Reading guide
I've always been curious that all files can be viewed in the Sources tab of Chrome debugging tool. How can I get all file information and content?
Scheme 1: export the HAR scheme through the Network tag of Chrome console. The operation is cumbersome and the data types processed are limited.
Scheme 2: through chromecacheview Exe to obtain files. This tool is indeed effective, but it also has the following disadvantages:
- Invalid for localhost.
- Unable to program.
Other solutions: fiddler and other packet capture tools, selenium (too cumbersome), etc.
cdp scheme: recent research found that the Chrome console is the file data obtained through cdp. Then we can obtain relevant information through PyChromeDevTools and save it in a certain format. The final effect is as follows:.
development environment
Version number | describe | |
---|---|---|
operating system | Win10-1607 | |
Google Chrome | 96.0.4664.110 (official version) (64 bit) (cohort: 97_Win_99) | |
Python(venv) | Python3.8.6(virtualenv) | |
PyChromeDevTools | 0.4 |
Core principles
preparation
- Press Win+R to open the operation dialog box
- Execute the command "C: \ program files \ Google \ chrome \ application \ chrome. Exe"“ https://www.baidu.com " --remote-debugging-port=9992 --headless
The principle can refer to the article PyChromeDevTools source code analysis .
Open web page through browser http://localhost:9992/ , click Baidu page to view the content of headless browser.
chrome.Page.getResourceTree()
This command is to get all the contents in the Page of the current connection (only one Page of baidu is opened in this example, and PyChromeDevTools.ChromeInterface(port=9992) will connect to this Page by default). The structure is as follows:
chrome.Page.getResourceContent()
After parsing getResourceTree, get all resource information, and then parse the content of each resource information.
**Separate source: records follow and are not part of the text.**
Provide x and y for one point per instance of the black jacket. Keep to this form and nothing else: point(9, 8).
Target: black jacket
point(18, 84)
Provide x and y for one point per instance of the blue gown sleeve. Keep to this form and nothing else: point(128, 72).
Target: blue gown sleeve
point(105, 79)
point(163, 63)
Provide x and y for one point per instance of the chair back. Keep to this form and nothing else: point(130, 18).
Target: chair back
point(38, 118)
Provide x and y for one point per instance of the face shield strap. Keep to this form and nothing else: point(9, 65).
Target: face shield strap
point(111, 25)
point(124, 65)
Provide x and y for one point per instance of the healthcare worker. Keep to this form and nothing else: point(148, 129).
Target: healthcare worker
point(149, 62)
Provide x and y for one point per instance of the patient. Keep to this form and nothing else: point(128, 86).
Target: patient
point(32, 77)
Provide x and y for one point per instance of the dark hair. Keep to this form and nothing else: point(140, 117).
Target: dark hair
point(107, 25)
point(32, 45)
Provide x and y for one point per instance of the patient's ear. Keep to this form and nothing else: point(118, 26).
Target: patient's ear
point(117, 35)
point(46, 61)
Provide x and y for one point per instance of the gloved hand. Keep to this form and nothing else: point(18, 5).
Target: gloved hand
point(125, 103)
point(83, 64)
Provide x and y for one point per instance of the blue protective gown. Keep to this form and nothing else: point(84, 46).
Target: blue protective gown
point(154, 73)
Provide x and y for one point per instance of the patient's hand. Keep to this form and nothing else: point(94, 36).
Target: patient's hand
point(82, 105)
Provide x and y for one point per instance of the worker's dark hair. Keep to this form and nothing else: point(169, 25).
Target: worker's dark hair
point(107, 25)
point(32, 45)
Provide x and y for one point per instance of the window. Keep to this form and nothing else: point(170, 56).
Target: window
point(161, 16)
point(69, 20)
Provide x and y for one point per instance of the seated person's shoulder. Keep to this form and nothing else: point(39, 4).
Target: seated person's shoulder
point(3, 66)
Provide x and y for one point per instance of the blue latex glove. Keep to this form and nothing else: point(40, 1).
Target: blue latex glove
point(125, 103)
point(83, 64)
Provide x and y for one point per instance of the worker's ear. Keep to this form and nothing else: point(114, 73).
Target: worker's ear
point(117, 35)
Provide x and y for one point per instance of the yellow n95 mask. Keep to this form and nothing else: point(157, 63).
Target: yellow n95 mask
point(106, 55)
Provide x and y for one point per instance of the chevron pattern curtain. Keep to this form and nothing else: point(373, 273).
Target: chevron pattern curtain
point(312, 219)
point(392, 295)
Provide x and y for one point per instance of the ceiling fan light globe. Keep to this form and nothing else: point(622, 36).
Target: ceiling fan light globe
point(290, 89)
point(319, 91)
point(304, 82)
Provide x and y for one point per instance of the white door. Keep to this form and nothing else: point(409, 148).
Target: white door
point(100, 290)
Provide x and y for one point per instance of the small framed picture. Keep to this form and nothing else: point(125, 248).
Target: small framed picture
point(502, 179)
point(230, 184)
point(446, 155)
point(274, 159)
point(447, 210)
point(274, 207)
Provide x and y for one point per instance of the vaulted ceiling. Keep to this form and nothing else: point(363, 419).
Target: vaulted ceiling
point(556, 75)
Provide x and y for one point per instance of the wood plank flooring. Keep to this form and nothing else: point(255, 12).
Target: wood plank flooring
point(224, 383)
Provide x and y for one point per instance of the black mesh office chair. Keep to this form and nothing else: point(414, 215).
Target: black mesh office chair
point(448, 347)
Instruction page Getresourcecontent, including two parameters:
- frameId: the id marked in the above figure
- url: each item of resources in the figure above
An example of the protocol content is as follows. The content needs to judge whether base64 decryption is required according to base64Encoded:
chrome.Page.enable()
Calling instruction Page. during compiling process Getresourcecontent, error {"error": {"code": - 32000, "message": "Agent is not enabled.}, "id":1}. The term Agent is a bit misleading. The protocol document talks about the domains that need to be enabled to debug them, that is, the need to execute chrome before calling the instruction Page. Enable() instruction.
Source code
import base64 import os import urllib import PyChromeDevTools def ez_get_object(j, list_keys): """ Quick access json Converted object child elements j = { 'a': {'b':{ b1: {'name':'xiao'}, b2: {'name':'2b'} }} } >>> ez_get_object(j, 'a,b,b2') {'name':'2b'} j: json Converted object list_keys: Comma separated string """ ret = j for k in list_keys.split(','): ret = ret.get(k.strip()) return ret def Download all resources on the web page_unit_content(url, content): url_parsed = urllib.parse.urlparse(url) full_path = r'G:/_TMP/_web_resources/{}/'.format(url_parsed.hostname) + url_parsed.path # For those that have been downloaded, return directly if os.path.isfile(full_path): return dirname = os.path.dirname(full_path) # basename = os.path.basename(full_path) print('\t\tfull_path', full_path) if not os.path.isdir(dirname): os.makedirs(dirname) with open(full_path, 'wb') as wf: return wf.write(content) def Download all resources on the web page_unit(url, _type, unit): if _type in ['Script', 'Stylesheet', 'Image']: if unit.get('base64Encoded'): content = base64.b64decode(unit.get('content')) else: content = unit.get('content').encode('utf-8') Download all resources on the web page_unit_content(url, content) else: print('\t[Warning] Unprocessed_type ', _type) def Download all resources on the web page(): chrome = PyChromeDevTools.ChromeInterface(port=9992) chrome.Page.enable() result, messages = chrome.Page.getResourceTree() frame_id = ez_get_object(result, 'result,frameTree,frame,id') resources = ez_get_object(result, 'result,frameTree,resources') for resource in resources: url = resource.get('url') _type = resource.get('type') result_, messages_ = chrome.Page.getResourceContent(frameId=frame_id, url=url) print('chrome.Page.getResourceContent', _type, url, result_) if result_: Download all resources on the web page_unit(url, _type, result_.get('result')) else: print('[Warning] chrome.Page.getResourceContent result_ is False')
reference material
- Error reason: Agent is not enabled https://stackoverflow.com/questions/38693379/how-to-get-webpage-resource-content-via-chrome-remote-debugging
- [automation] PyChromeDevTools source code analysis https://blog.csdn.net/kinghzking/article/details/122650766
- qq group: night owl dream chasing technology exchange skirt / 953949723
**ps: * * the content in the article is only for technical exchange, and should not be used for illegal acts.